Dégradations en vue du secteur bancaire européen

Rédigé le 20 mai 2015 par | Autres indices, Big caps, Toutes les analyses Imprimer

L’agence de notation Fitch pourrait bien dégrader la note de crédit  de nombreuses banques Européennes et ce, dès la semaine prochaine. C’est le quotidien allemand Handelsblatt qui le rapporte.

L’opération s’annonce d’envergure : les dégradations devraient toucher « des dizaines » de banques. Elles risquent d’être particulièrement sévères puisque la notation devrait globalement être rabaissée d’1 à 4 (!) crans pour les établissements visés.

La question est donc de savoir si cette dégradation aura, ou pas, un quelconque effet sur le secteur bancaire d’un point de vue boursier.

Franchement, j’ai comme un doute à ce sujet.

Du côté pile, en économie « normale »

Une dégradation reflète l’augmentation constatée d’un risque. Un risque accru à pour effet de relever les exigences des prêteurs et de tendre les taux de financement (ce qui est un facteur clé pour dans le cas des banques et qui impacte directement leurs marges).

Autre effet du côté de la valorisation des actions : si vous constatez qu’une entreprise risque d’exploser en vol ou, tout au moins d’avoir de sérieux ratés, il est normalement concevable que vous receviez un message de « fuite » en provenance direct de votre cortex (le siège des réactions primaires de survie). Celui-ci vous adjoignant de ne surtout pas placer vos économies sur cette dite entreprise. Donc soit vous vendez, soit vous n’achetez pas. Et le cours de la valeur baissera mécaniquement.

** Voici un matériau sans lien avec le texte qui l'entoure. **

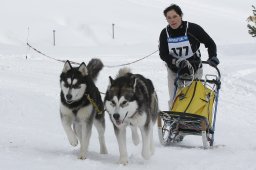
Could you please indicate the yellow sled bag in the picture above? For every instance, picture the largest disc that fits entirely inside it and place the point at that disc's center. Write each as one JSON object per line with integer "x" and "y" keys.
{"x": 196, "y": 99}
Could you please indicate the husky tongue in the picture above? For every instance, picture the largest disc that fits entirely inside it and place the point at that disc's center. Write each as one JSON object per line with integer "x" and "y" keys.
{"x": 118, "y": 122}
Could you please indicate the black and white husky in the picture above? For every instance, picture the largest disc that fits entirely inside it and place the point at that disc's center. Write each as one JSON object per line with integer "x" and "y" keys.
{"x": 81, "y": 105}
{"x": 131, "y": 100}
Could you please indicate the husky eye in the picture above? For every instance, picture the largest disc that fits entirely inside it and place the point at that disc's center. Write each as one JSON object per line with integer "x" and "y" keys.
{"x": 124, "y": 103}
{"x": 113, "y": 103}
{"x": 77, "y": 86}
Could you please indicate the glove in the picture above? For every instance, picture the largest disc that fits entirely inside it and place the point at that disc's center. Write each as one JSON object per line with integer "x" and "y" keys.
{"x": 213, "y": 61}
{"x": 181, "y": 63}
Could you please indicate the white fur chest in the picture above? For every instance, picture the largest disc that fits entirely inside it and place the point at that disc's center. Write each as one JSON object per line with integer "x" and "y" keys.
{"x": 82, "y": 114}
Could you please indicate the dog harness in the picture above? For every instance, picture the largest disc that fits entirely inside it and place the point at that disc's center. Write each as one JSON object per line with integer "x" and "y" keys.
{"x": 179, "y": 47}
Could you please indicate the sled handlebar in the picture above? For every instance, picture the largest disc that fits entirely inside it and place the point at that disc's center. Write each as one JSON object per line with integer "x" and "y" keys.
{"x": 216, "y": 68}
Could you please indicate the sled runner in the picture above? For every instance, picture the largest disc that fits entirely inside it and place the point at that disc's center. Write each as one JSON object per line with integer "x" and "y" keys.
{"x": 193, "y": 111}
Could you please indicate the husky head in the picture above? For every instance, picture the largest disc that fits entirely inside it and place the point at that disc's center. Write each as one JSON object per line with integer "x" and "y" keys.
{"x": 73, "y": 82}
{"x": 120, "y": 99}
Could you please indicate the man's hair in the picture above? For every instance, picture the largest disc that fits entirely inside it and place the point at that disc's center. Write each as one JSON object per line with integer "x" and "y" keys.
{"x": 174, "y": 7}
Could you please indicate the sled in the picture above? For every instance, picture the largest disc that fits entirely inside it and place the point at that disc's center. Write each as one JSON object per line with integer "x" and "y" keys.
{"x": 193, "y": 111}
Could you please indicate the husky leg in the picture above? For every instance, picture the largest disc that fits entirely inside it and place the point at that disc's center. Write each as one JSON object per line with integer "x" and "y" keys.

Dans le cas de la dégradation du secteur bancaire européen, c’est de risque systémique dont qu’il s’agit : Fitch « s’inquiète » des « réticences » des gouvernements à renflouer les banques si elles devaient « rencontrer d’importantes difficultés ».

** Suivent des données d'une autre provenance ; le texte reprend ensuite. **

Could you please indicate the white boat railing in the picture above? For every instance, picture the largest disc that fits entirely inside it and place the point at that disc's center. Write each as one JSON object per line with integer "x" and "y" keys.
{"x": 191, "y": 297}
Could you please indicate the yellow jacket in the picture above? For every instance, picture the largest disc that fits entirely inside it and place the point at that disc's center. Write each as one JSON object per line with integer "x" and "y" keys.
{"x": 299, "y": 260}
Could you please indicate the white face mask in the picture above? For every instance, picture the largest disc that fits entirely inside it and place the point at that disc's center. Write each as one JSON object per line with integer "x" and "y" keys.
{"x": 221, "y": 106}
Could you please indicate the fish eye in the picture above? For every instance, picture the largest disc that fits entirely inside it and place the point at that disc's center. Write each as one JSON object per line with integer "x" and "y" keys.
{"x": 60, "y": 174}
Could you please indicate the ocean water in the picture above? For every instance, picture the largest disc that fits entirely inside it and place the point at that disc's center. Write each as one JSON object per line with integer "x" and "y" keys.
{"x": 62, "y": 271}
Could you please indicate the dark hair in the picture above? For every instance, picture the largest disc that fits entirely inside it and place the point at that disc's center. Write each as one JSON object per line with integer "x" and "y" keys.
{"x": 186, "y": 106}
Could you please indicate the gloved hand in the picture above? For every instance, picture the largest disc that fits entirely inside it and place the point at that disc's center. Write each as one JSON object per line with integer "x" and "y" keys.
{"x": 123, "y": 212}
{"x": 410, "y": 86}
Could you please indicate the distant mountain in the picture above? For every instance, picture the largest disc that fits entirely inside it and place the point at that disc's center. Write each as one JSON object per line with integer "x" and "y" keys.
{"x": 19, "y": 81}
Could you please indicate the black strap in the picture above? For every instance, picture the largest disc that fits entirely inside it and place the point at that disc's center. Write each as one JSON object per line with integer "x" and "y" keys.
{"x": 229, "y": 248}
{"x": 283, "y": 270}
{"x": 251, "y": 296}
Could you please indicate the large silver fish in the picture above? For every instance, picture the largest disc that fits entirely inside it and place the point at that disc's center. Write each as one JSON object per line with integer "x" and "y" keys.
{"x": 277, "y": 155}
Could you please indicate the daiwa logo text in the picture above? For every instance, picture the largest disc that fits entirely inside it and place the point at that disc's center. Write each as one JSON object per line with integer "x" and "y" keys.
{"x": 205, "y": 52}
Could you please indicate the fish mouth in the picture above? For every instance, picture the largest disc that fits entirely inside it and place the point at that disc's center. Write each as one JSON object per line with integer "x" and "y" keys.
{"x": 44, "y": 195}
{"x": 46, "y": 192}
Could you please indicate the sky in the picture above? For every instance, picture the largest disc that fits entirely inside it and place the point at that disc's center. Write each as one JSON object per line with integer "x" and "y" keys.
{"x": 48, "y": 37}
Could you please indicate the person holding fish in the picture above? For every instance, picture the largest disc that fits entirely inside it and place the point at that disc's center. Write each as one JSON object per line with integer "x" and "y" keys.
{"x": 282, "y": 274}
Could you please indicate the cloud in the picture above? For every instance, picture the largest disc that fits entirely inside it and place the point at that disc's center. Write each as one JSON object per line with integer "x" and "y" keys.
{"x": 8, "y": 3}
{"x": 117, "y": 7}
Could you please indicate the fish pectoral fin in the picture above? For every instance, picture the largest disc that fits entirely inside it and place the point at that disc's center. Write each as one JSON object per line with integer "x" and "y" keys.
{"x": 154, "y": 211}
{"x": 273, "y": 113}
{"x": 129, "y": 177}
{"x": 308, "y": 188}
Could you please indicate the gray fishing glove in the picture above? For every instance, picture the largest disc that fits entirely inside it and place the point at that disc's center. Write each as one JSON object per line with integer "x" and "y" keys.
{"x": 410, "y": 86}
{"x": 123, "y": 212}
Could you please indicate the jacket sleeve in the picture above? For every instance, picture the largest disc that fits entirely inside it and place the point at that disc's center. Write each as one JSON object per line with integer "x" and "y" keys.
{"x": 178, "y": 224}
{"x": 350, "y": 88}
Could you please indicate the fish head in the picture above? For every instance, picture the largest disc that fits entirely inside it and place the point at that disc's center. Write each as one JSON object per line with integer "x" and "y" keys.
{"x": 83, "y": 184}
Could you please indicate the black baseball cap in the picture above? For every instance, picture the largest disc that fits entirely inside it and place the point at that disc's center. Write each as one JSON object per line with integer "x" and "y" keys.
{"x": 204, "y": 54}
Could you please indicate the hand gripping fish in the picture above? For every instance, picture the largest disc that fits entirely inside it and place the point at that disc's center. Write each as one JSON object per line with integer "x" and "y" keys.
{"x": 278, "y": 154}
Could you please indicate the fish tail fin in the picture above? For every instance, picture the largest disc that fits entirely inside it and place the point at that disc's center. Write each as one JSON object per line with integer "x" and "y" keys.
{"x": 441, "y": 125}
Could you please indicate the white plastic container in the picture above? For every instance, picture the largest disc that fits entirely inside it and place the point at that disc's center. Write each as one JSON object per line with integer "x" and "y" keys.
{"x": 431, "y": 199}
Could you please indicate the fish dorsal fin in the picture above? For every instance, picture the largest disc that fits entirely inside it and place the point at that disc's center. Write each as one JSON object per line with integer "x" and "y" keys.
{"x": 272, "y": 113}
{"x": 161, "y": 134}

Décryptage : certaines banques ne pourront s’en sortir sans être (de nouveau) renflouées par « leur gouvernement » — c’est à dire vous et vos impôts (souriez, pour une fois que l’on s’intéresse à vous !).

Du côté face, dans les marchés actuels

Là où le système est complètement perverti, c’est que ces dites banques (surtout les « too big to fail ») prennent toujours plus de risque (notamment sur les marchés dérivés) car elles savent pertinemment qu’elles ont l’appui de la BCE et des gouvernements en dernier ressort.

C’est sans doute ce que certains commentateurs qualifient joyeusement « d’appétit pour le  risque » pour justifier l’envolée des marchés d’action.

Mais toujours est-il que si vous avez le sentiment (voire l’assurance) de pouvoir prendre un maximum de risque et de levier sans jamais en avoir à payer les conséquences, alors il y a perversion, bulle et déconnexion totale entre le prix et la valeur des actifs. 

Bref, j’arrête là de développer ce qui n’est qu’une opinion pour en revenir à l’analyse technique et aux enjeux du secteur bancaire.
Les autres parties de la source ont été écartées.